The Spartans moved on because of that clutch run and a 22-10 push over the final 6:24. They also summoned perhaps their best free-throw shooting of the season, making 25 of 26 for the game and 11 of 12 in the final 2:04. And MSU held Bradley scoreless for a 4:39 stretch late in the half.
“If we can keep starting slow and finishing strong and fast,” MSU coach Tom Izzo said, “I’ll take that every day of the week compared to starting fast and finishing slow.”
It was clear MSU players felt the quick turnaround from their three-wins-in-three-days Big Ten tournament championship, including the title game over Michigan on Sunday.
Shots were falling short. Switches on defense were not crisp. The Spartans looked like a tired team at the outset.
“I’ll look at it later and say it was a hell of an effort by a team that really had zero rest because of that turnaround,” Izzo said. “And if someone doesn’t like that as an excuse, too bad. … I am proud of my team coming off what we did, emotionally and physically. Bouncing back like we did, getting challenged like we did, and answering the bell at the end. There’s a lot of positives to that.
“I might find them when I watch the film, but I didn’t find them when I watched the game.”
Izzo was concerned about his team struggling with the anticipated tendencies of Bradley (20-15), which had a week off after a surprising run to the Missouri Valley Conference tournament title. The Braves took advantage of MSU’s struggles early, jumping out to a quick 10-4 lead and making 6 of 9 3-pointers to carry a 35-34 lead into halftime.
“Maybe mentally, we showed a little crack for the first time in a while,” Izzo said. “We weren’t quite on top of scouting reports. … Maybe it was the short turnaround time. Maybe it was poor coaching. But we all gotta do a better job, and that’s what I’m gonna vow to do.”

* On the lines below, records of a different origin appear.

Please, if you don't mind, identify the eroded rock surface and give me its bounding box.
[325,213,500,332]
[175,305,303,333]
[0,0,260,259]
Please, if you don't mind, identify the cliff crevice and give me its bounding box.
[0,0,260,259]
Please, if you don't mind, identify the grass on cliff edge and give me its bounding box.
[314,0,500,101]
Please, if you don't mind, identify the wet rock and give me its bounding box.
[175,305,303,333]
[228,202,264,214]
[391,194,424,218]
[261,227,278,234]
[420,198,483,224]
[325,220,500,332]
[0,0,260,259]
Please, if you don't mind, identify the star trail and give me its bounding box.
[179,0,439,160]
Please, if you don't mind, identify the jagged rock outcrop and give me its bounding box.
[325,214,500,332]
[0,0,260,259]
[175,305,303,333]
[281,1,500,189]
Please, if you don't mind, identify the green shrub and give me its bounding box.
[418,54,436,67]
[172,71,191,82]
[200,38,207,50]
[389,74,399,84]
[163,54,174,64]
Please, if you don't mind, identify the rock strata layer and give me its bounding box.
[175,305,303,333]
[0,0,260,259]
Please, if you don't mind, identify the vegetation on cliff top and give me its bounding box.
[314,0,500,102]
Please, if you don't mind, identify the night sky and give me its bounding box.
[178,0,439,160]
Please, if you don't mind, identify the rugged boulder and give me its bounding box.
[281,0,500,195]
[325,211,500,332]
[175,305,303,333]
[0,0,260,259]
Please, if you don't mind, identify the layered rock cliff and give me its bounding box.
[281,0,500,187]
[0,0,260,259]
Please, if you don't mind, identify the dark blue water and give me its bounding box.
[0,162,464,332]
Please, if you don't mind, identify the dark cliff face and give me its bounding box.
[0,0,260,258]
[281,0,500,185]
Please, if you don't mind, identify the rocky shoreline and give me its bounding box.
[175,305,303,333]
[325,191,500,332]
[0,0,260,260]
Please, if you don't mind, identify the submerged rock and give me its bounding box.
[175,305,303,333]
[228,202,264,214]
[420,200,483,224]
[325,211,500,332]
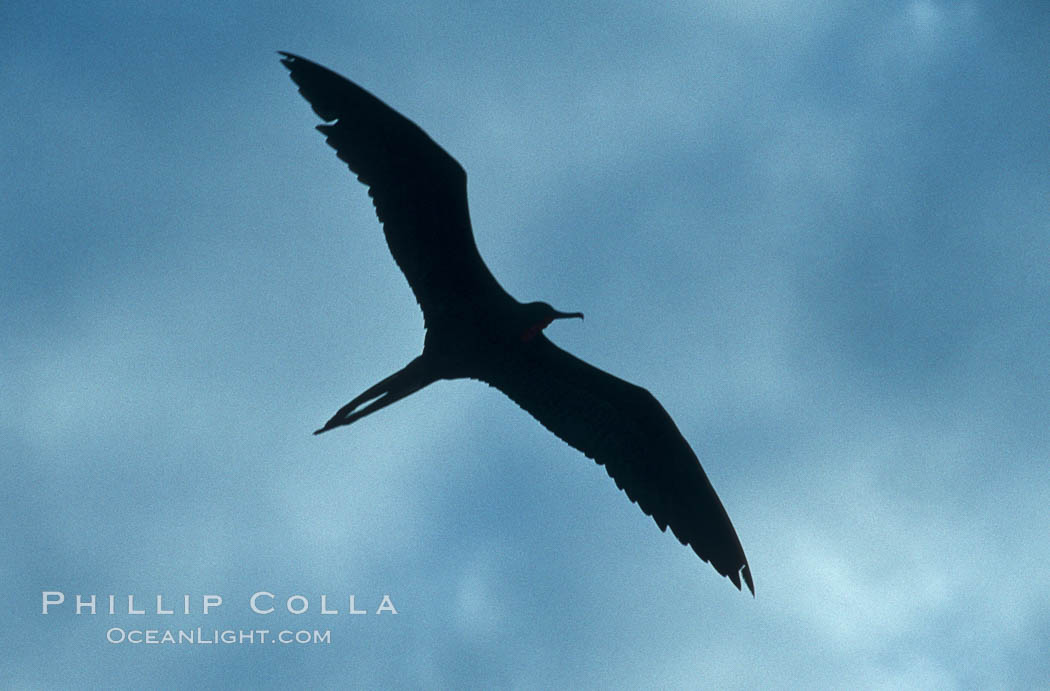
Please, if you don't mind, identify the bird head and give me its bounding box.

However, it has been a trend since the loss to Kansas in the season-opener that the Spartans surge in the second half.
MSU has outscored opponents on average 40.9-33 in second halves this season. Opponents are shooting just 38.1 percent overall and 30.4 percent from 3-point range after halftime.
The Spartans trailed by 13 early in the second half and rallied to beat Michigan on Sunday for the Big Ten tournament title, similar to recovering from a 12-point hole late in the first half against the Wolverines to pull away to a share of the league title in the regular-season finale.

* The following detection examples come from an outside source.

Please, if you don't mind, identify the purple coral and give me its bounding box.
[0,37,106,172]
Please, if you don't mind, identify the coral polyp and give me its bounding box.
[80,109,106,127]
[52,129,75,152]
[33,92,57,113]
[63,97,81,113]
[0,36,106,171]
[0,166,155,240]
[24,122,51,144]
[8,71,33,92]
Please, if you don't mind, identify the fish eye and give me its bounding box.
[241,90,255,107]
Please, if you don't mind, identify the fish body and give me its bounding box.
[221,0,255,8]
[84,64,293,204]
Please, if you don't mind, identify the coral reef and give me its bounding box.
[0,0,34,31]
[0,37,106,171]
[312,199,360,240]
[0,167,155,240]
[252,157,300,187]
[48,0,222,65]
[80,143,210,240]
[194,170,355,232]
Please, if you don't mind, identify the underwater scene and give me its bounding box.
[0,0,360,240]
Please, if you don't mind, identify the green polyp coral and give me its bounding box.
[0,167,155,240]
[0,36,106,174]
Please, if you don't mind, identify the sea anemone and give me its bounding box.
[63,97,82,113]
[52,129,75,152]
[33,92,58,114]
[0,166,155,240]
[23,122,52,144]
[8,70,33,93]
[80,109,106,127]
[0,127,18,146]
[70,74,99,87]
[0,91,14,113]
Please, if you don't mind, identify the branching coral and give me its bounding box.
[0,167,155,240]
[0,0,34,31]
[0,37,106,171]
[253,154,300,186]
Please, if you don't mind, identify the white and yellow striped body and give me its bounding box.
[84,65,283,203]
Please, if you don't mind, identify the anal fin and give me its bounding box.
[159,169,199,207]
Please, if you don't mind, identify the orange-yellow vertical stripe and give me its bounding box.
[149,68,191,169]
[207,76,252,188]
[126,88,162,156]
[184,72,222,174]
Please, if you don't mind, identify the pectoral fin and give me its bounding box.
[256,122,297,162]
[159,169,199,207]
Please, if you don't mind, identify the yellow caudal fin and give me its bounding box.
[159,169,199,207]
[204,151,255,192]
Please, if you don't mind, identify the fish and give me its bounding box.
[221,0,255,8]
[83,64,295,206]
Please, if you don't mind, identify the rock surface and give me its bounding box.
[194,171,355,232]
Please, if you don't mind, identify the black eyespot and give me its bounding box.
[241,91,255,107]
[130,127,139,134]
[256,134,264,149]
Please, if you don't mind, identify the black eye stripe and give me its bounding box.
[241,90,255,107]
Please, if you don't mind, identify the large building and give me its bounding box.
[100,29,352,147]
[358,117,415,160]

So why not do it again to squelch an upset?
“Second half, we pride ourselves in dominating games and do what we do best,” Winston said. “That’s rebounding and getting stops. We knew if we did those things, we were gonna come out on top.”
The Spartans’ defense held Bradley to 11 of 28 from the field and just 3 of 12 from 3-point range in the final 20 minutes. After they made 2 of 3 shots to open the second half and build their largest lead at five points, the Braves went 8 of 26 the rest of the way. MSU also had a 23-7 edge on the glass in the final 20 minutes.
Bradley would not join Middle Tennessee State in NCAA lore. And the Spartans’ escape in this game gives them a chance to get out of the first weekend of the tournament for the first time since 2015 if they can beat the Gophers a second time.
“We’ve been doing it all season,” said Goins, who made just 1 of 10 shots, “just finding a way to win. … We knew what to expect, and I think that’s why we ended up coming out on top, because we never really got that rattled.”